40K java and C# form 9 projects. Identity their cross-language mappings with reasonable Mean Average Precision scores.

achieve around 50% precision in recommending top-10 cross-language code mappings at various levels of granularity


NMT models use distributed vector representations of words as the basic unit to compose representations for more complex language elements, such as sentences and paragraphs. Skip-gram: Before this there was a bi-gram model which uses the most adjacent word to train the model. But in this case the word can be any word inside the window. So you can use any of the words inside the window skipping the most adjacent word. Hence skip-gram. How to compose from lower granularity to higher one? simply averaging word embeddings of all words in a text can be a strong baseline for representing the whole text for the task of short text similarity comparison. Variants of this simple averaging strategy exist, such as averaging the embeddings with their weights measured in terms of term-frequency/inverse- document-frequency (TF-IDF) to decrease the influence of the most common words.

Practical Value

What you can learn from this to make your research better?

Why don’t we combine both the code structures and the API/operator sequence information? For a programmer, he will go back and forth between these two different levels of abstractions.

Details and Problems From the presenters’ point of view, what questions might audience ask?

What is the ground-truth?

How is the training data looking like? How much do we have of them?

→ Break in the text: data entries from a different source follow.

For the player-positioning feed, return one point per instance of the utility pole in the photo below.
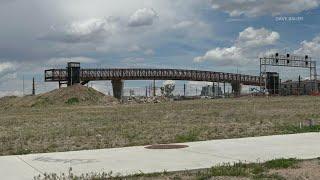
(33, 87)
(299, 86)
(154, 88)
(23, 85)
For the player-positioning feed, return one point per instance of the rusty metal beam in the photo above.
(55, 75)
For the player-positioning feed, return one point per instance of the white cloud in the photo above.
(241, 52)
(7, 70)
(143, 17)
(253, 8)
(65, 60)
(91, 30)
(251, 37)
(311, 48)
(223, 56)
(149, 52)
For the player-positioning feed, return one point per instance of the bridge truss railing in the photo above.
(154, 74)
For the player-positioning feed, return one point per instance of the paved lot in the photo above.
(138, 159)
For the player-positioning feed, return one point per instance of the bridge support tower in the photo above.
(117, 86)
(236, 88)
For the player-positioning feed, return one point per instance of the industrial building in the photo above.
(306, 87)
(211, 91)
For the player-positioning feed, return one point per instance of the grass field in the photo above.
(278, 169)
(72, 127)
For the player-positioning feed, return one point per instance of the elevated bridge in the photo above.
(73, 74)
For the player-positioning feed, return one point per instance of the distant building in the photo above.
(305, 87)
(211, 91)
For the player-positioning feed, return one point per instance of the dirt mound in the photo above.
(73, 95)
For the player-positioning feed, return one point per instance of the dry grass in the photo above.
(72, 127)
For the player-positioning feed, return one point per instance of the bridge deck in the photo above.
(55, 75)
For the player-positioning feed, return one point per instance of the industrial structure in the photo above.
(73, 74)
(269, 82)
(211, 91)
(273, 81)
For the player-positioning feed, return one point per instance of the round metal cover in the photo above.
(166, 146)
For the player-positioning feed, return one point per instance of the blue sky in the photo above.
(215, 35)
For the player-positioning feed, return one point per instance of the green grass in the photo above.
(65, 128)
(281, 163)
(290, 129)
(190, 136)
(251, 170)
(72, 101)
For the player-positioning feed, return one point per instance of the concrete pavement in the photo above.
(138, 159)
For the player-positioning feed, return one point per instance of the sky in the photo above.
(216, 35)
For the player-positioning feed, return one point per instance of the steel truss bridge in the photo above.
(86, 75)
(73, 74)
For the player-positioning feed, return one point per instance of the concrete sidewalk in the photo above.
(138, 159)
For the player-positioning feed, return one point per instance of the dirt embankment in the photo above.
(74, 95)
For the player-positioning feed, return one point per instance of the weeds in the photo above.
(72, 101)
(252, 170)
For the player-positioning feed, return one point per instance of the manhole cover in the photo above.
(166, 146)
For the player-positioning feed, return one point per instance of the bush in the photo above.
(72, 101)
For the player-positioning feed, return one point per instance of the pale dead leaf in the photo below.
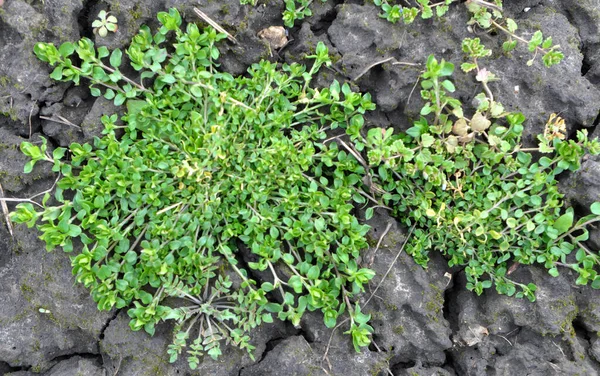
(475, 334)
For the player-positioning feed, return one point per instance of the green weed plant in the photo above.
(202, 166)
(473, 193)
(209, 181)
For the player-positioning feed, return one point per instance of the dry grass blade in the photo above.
(6, 212)
(214, 24)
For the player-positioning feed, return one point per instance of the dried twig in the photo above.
(372, 294)
(368, 68)
(30, 113)
(61, 120)
(214, 24)
(6, 212)
(387, 229)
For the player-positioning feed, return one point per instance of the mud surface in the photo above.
(426, 322)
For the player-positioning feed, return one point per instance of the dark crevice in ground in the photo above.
(96, 357)
(595, 123)
(449, 310)
(270, 345)
(7, 368)
(105, 326)
(320, 27)
(308, 337)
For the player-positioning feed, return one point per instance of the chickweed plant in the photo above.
(104, 24)
(203, 167)
(486, 15)
(473, 193)
(217, 201)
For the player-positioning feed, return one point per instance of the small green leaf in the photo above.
(564, 222)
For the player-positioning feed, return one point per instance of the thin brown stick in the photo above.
(214, 24)
(391, 264)
(372, 294)
(6, 213)
(30, 127)
(61, 120)
(369, 67)
(387, 229)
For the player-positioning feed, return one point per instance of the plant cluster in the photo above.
(208, 180)
(217, 201)
(486, 15)
(104, 24)
(473, 193)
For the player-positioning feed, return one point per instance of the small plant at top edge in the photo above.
(474, 193)
(487, 15)
(216, 178)
(104, 24)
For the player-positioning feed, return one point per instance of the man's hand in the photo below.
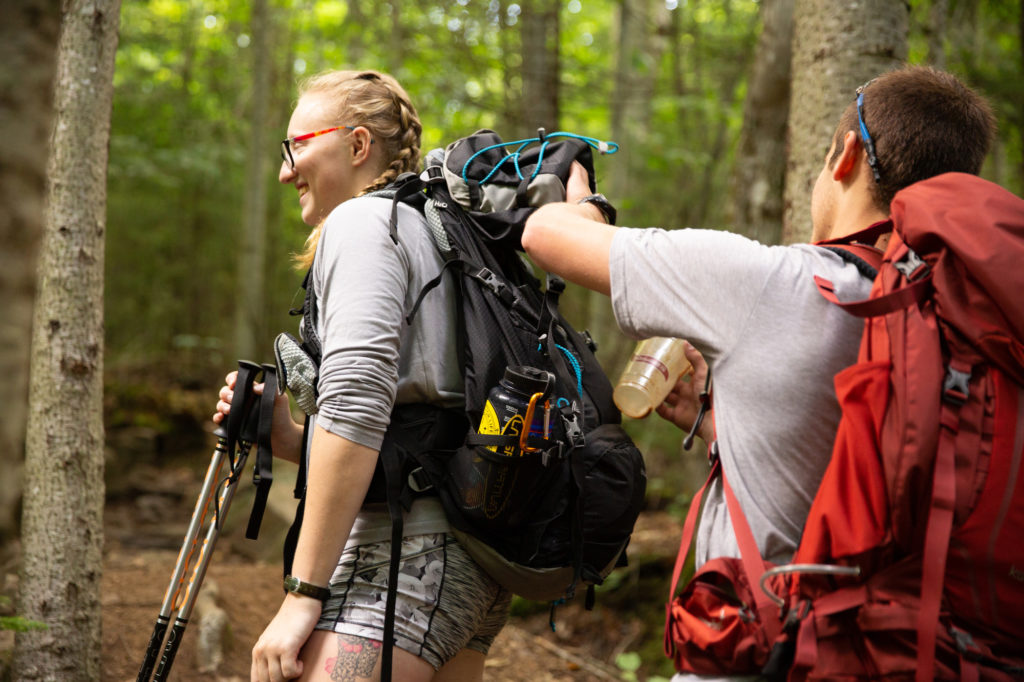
(683, 402)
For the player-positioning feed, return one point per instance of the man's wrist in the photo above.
(603, 206)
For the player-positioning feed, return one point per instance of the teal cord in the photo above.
(576, 368)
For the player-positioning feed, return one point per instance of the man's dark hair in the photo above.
(924, 122)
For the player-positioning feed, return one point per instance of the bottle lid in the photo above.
(527, 380)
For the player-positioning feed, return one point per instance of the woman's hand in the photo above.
(225, 394)
(286, 434)
(275, 655)
(683, 402)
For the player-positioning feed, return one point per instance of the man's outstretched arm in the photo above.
(571, 240)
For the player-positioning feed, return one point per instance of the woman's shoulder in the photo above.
(367, 220)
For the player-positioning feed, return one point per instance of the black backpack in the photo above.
(560, 514)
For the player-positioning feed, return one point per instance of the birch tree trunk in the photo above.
(64, 493)
(249, 324)
(838, 45)
(28, 50)
(759, 178)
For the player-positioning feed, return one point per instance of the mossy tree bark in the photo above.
(838, 46)
(61, 530)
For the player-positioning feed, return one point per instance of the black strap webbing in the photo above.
(392, 473)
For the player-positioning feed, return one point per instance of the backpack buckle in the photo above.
(418, 480)
(911, 266)
(570, 421)
(955, 386)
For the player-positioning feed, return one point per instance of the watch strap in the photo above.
(603, 205)
(296, 586)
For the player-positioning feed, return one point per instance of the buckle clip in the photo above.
(911, 266)
(955, 386)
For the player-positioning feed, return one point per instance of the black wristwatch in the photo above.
(295, 586)
(603, 205)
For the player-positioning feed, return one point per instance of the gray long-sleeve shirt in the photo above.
(366, 285)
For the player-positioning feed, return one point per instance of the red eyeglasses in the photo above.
(286, 144)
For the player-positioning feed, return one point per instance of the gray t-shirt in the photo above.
(366, 286)
(773, 344)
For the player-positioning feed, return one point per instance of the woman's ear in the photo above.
(360, 141)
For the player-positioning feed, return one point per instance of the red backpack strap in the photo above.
(918, 273)
(954, 432)
(685, 545)
(754, 565)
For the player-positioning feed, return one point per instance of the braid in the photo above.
(406, 145)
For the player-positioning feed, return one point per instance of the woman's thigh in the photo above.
(338, 657)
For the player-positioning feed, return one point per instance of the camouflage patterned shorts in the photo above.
(445, 601)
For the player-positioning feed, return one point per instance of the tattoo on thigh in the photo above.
(356, 657)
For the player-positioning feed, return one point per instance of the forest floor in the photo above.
(146, 517)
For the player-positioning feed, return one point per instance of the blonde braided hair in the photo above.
(378, 102)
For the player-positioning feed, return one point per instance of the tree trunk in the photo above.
(759, 177)
(838, 46)
(64, 494)
(541, 75)
(28, 50)
(252, 248)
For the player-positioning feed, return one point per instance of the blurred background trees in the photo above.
(721, 109)
(697, 93)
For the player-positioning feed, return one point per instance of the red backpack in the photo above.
(911, 562)
(924, 495)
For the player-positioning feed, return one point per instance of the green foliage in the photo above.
(16, 623)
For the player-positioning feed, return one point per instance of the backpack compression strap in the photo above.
(263, 471)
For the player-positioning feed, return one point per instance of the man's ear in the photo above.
(360, 140)
(852, 148)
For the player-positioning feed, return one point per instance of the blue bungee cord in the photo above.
(602, 146)
(577, 369)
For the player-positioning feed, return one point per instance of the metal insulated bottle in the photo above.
(508, 403)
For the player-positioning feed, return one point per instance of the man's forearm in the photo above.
(564, 239)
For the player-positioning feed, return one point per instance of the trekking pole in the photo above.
(236, 430)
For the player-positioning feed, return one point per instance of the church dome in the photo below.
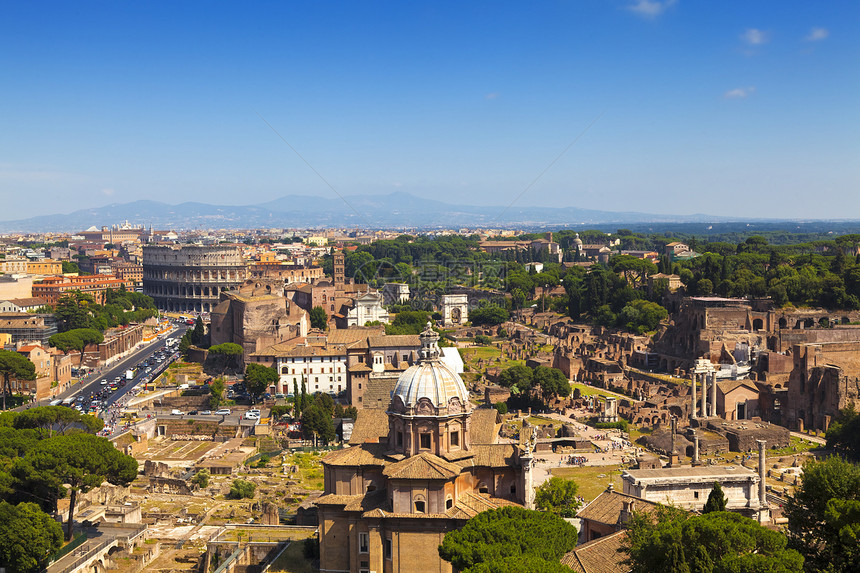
(430, 379)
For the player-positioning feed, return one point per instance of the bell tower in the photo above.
(338, 270)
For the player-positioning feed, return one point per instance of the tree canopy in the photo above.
(824, 515)
(258, 378)
(559, 496)
(509, 539)
(82, 461)
(17, 366)
(675, 541)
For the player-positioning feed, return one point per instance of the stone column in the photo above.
(693, 414)
(762, 474)
(713, 394)
(526, 459)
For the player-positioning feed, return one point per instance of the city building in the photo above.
(52, 289)
(390, 498)
(190, 278)
(22, 304)
(26, 327)
(257, 315)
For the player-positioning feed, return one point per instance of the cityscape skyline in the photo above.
(656, 107)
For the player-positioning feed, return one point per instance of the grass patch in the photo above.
(590, 485)
(293, 560)
(795, 446)
(586, 390)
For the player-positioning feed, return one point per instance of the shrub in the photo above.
(242, 489)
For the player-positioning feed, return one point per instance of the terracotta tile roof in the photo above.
(609, 505)
(492, 456)
(603, 555)
(354, 334)
(378, 392)
(394, 340)
(370, 427)
(366, 502)
(485, 426)
(363, 455)
(422, 466)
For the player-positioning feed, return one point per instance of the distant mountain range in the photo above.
(395, 210)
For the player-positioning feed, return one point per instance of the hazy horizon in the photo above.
(669, 106)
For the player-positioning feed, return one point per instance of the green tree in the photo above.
(318, 318)
(673, 540)
(17, 366)
(559, 496)
(552, 382)
(258, 378)
(216, 393)
(201, 478)
(28, 536)
(227, 356)
(815, 525)
(77, 339)
(241, 489)
(716, 499)
(518, 378)
(490, 314)
(81, 461)
(315, 422)
(497, 539)
(57, 420)
(198, 333)
(73, 310)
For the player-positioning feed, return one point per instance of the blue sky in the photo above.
(733, 107)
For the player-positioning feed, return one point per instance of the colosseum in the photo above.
(189, 278)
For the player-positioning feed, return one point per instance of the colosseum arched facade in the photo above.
(190, 278)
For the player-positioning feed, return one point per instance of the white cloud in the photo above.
(755, 37)
(650, 8)
(739, 93)
(817, 34)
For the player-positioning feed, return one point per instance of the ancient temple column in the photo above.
(762, 474)
(693, 415)
(713, 394)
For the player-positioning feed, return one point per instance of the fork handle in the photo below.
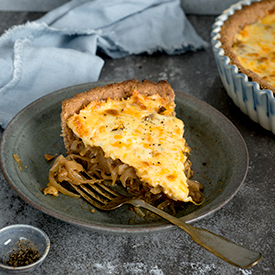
(230, 252)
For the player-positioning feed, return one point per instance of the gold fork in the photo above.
(105, 198)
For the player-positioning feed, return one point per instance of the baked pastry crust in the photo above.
(234, 24)
(116, 90)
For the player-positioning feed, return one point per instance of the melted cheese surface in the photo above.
(254, 46)
(142, 132)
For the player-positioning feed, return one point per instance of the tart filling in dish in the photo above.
(248, 39)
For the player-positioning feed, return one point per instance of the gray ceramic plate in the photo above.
(219, 156)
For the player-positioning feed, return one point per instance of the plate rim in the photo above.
(114, 228)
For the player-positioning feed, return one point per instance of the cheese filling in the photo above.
(254, 47)
(142, 132)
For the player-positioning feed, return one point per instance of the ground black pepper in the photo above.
(24, 254)
(23, 257)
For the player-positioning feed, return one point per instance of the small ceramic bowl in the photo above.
(257, 103)
(20, 237)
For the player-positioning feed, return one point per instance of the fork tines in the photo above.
(97, 194)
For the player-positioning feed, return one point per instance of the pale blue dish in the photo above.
(255, 102)
(33, 236)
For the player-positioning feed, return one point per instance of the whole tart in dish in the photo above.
(248, 39)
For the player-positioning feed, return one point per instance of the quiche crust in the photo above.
(249, 14)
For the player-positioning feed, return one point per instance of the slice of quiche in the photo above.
(130, 133)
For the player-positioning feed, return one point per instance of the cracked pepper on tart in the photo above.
(126, 133)
(248, 39)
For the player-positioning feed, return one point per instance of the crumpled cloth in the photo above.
(60, 49)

A parallel corpus is a collection of source code in one language and their translation into another language We utilize the similarity among file names to identify files in different languages that implement a same functionality

We then normalize the token streams in the files to remove semantic-irrelevant information (e.g., some variable names) and add more structural and some semantic information

What does “mapping” mean in evaluation? Does this tool generate the translated code from source code? There is not example of mapping? Why is this mapping only a list of API pairs? Shouldn’t the mapping be source-to-source. Disappointed.